Лев Михайлович уже прилично захмелел и поймал кураж. Чувствовалось, что ему и самому хочется рассказать кому-нибудь о своём уме и своей удачливости. Он выдержал паузу и махнул рукой:
— Ладно, уговорили, но только если это всем интересно и если перебивать не будете. Не люблю, когда перебивают, как вспомнится, так и расскажу. Так что, всем интересно?
Он обвёл нас взглядом, и мы дружно закивали головами.
— А что с дедом, кончается что ль?
Мы посмотрели в угол. Кузьмич сидел замерев, глубоко втянув голову в плечи. Он дышал каким-то затаённым дыханием, словно прислушиваясь к чему-то, а бессмысленные глаза зыркали по сторонам, как у кота на старых ходиках.

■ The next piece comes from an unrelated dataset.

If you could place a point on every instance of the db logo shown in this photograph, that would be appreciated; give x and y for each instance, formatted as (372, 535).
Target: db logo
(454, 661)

— Не обращайте внимания, — беззаботно махнул рукой Витька, — он всегда так. Выпьет полный стакан, закусит и вот так цепенеет на час-полтора. Потом включится и может ещё бутылку выпить. Я сначала тоже пугался, теперь привык.
— Слава богу. А я уж решил: помрёт сейчас и всю завтрашнюю рыбалку испортит.
Ну так слушайте, коль интересно. Родился я, как пишут в анкетах, в тридцать седьмом, в маленьком местечке близ нашей западной границы. Городишко маленький, грязный, да ещё и войнами сильно потрёпанный: мировая несколько раз по нему прошлась, а уж гражданская столько раз утюжила, что и не счесть. Пять каменных зданий в центре, а остальное всё мазанки. Из каменных — церковь, синагога, управа, милиция и старая двухэтажная ямская станция. Перед войной в ней на первом этаже, где конюшни были, находились склад и магазинчик, а на втором что-то вроде дома быта, где мой отец портняжил, а мать в перукарне работала. Знаете, что такое «перукарня»?